Greil Marcus wrote in Rolling Stone:

So the record has its moments – moments few bands even know about – but as with the brazenly (and meaninglessly) titled "Manifesto," they add up to little. Ferry announces he's for the guy "who'd rather die than be tied down"; he's rarely traded on such banality, and he mouths the lyrics as if he hopes no one will hear them. The sound may be alive, but the story is almost silent. It's not that Ferry has given it up. He began making solo albums long before Roxy called it a day – starting with his outrageous collection of oldies covers, These Foolish Things, and continuing through last year's astonishing The Bride Stripped Bare – and on those LPs, the tale of a man struggling to find himself behind his mask, and a lover behind hers, goes on. It's a tale couched in melodrama but driven by terror and compassion: what it has is the intensity Manifesto never reaches for.

Ken Emerson, of The New York Times, noted:

Ferry has never before sung so warmly, and the sprightly choruses and creamy vocal harmonies of several numbers may make them hits if listeners aren't disconcerted by the weirdness that lurks around the music's edges.

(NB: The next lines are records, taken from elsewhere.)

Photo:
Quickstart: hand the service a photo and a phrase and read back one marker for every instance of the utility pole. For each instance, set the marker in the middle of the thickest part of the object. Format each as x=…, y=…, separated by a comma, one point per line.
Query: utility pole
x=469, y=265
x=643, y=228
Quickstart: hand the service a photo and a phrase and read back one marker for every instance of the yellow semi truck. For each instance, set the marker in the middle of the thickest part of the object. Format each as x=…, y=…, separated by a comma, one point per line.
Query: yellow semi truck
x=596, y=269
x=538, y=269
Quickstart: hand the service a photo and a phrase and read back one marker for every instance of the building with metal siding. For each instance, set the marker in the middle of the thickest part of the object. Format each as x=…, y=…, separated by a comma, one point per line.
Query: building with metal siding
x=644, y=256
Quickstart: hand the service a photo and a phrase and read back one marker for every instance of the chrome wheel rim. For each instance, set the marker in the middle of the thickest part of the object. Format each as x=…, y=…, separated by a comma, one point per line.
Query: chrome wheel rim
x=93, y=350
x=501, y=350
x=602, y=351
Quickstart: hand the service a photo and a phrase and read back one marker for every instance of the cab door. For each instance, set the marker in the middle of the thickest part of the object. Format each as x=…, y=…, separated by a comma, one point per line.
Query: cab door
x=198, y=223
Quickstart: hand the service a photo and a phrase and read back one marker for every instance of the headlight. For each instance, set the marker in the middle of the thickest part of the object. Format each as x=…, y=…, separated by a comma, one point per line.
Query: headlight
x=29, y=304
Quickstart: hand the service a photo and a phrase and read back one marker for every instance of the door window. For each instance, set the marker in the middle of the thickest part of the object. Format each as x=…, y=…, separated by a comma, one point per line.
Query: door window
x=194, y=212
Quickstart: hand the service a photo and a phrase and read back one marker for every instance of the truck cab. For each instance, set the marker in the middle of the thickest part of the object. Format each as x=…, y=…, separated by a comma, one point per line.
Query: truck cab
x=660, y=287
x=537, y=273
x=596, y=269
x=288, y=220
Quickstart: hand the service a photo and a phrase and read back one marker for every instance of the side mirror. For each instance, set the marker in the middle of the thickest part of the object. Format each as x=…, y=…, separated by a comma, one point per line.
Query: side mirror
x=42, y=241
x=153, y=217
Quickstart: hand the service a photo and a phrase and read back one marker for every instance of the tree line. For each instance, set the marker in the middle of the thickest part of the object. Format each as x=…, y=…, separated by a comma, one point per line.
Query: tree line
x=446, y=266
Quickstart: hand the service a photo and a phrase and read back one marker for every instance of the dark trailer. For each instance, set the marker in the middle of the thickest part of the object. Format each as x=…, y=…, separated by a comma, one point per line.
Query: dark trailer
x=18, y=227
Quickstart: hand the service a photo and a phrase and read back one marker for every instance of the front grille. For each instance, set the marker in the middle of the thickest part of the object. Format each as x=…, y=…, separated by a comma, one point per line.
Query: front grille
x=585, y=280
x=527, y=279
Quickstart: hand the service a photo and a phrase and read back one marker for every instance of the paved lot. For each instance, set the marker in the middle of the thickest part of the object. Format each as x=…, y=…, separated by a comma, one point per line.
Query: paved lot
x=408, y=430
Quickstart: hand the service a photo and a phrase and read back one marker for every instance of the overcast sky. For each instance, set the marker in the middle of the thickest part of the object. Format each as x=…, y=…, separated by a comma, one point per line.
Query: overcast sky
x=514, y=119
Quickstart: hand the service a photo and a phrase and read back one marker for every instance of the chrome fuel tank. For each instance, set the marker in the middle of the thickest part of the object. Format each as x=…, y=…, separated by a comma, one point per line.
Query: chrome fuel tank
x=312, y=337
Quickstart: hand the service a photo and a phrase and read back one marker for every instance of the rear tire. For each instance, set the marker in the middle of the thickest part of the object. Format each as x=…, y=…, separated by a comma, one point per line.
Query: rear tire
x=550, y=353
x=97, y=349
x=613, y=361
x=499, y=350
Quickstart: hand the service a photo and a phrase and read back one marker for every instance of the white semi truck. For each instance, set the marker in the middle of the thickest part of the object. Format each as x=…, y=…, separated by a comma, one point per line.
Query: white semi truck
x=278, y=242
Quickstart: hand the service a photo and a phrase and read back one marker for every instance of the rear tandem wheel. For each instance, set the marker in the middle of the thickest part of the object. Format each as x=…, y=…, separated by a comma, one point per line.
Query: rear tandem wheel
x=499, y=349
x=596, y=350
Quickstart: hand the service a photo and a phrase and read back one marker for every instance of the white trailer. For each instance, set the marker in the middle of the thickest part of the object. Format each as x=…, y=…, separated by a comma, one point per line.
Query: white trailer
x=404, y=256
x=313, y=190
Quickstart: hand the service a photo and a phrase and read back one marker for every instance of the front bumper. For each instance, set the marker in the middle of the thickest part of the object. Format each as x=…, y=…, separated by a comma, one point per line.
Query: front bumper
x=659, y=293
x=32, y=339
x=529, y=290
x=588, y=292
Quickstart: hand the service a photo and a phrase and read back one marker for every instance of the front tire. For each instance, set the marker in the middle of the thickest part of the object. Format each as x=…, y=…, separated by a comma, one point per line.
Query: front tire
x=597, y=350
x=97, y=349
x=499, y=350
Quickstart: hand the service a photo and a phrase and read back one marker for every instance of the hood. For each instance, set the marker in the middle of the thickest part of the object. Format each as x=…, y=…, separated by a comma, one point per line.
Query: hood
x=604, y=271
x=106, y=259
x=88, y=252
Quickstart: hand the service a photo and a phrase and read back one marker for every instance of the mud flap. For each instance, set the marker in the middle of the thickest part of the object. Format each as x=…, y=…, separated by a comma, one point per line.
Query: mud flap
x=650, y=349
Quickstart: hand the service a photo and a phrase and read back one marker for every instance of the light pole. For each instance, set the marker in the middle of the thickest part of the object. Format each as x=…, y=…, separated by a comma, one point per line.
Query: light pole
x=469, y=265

It was ranked 30th in The Village Voices Pazz & Jop critics' poll of the best albums of 1979. The 1992 Rolling Stone Album Guide gave the album four stars, writing that "the regrouped Roxy seems better for the rest: deftly blending fresh rhythms into its signature sound, shortening the musical passages and concentrating more on song craft."

Professional ratings
Review scores
| Source | Rating |
| AllMusic | Star |
| Christgau's Record Guide | A− |
| MusicHound Rock: The Essential Album Guide | Star |
| Pitchfork | 7.5/10 |
| The Rolling Stone Album Guide | Star Half star |
| Smash Hits | 8/10 |
| Spin Alternative Record Guide | 7/10 |

== Track listing ==

Side one – "East Side"
| No. | Title | Writer(s) | Length |
|---|---|---|---|
| 1. | "Manifesto" | Ferry, Phil Manzanera | 5:29 |
| 2. | "Trash" | Ferry, Manzanera | 2:14 |
| 3. | "Angel Eyes" | Ferry, Andy Mackay | 3:32 |
| 4. | "Still Falls the Rain" | Ferry, Manzanera | 4:13 |
| 5. | "Stronger Through the Years" |  | 6:16 |

Side two – "West Side"
| No. | Title | Writer(s) | Length |
|---|---|---|---|
| 1. | "Ain't That So" |  | 5:39 |
| 2. | "My Little Girl" | Ferry, Manzanera | 3:17 |
| 3. | "Dance Away" |  | 4:20 |
| 4. | "Cry, Cry, Cry" |  | 2:55 |
| 5. | "Spin Me Round" |  | 5:15 |
| Total length: |  |  | 43:10 |

== Personnel ==
Roxy Music
- Bryan Ferry – vocals, keyboards, harmonica
- Andy Mackay – oboe, saxophone
- Phil Manzanera – guitar
- Paul Thompson – drums

Additional personnel
- Alan Spenner – bass
- Gary Tibbs – bass
- Paul Carrack – keyboards, backing vocals
- Richard Tee – piano
- Steve Ferrone – drums, percussion
- Rick Marotta – drums
- Melissa Manchester – backing vocals
- Luther Vandross – backing vocals

Technical personnel
- Rhett Davies – recording engineer
- Jimmy Douglass – engineer
- Phill Brown – engineer
- Randy Mason – engineer

==Charts==

===Weekly charts===

| Chart (1979) | Peak position |
|---|---|
| Australian Albums (Kent Music Report) | 13 |
| Austrian Albums (Ö3 Austria) | 25 |
| Canada Top Albums/CDs (RPM) | 24 |
| Dutch Albums (Album Top 100) | 5 |
| German Albums (Offizielle Top 100) | 37 |
| New Zealand Albums (RMNZ) | 8 |
| Swedish Albums (Sverigetopplistan) | 11 |
| UK Albums (OCC) | 7 |
| US Billboard 200 | 23 |

===Year-end charts===

| Chart (1979) | Position |
|---|---|
| New Zealand Albums (RMNZ) | 28 |

== Certifications ==

| Region | Certification | Certified units/sales |
| Netherlands (NVPI) | Gold | 50,000^{^} |
| New Zealand (RMNZ) | Gold | 7,500^{^} |
| United Kingdom (BPI) | Gold | 100,000^{^} |
^{^} Shipments figures based on certification alone.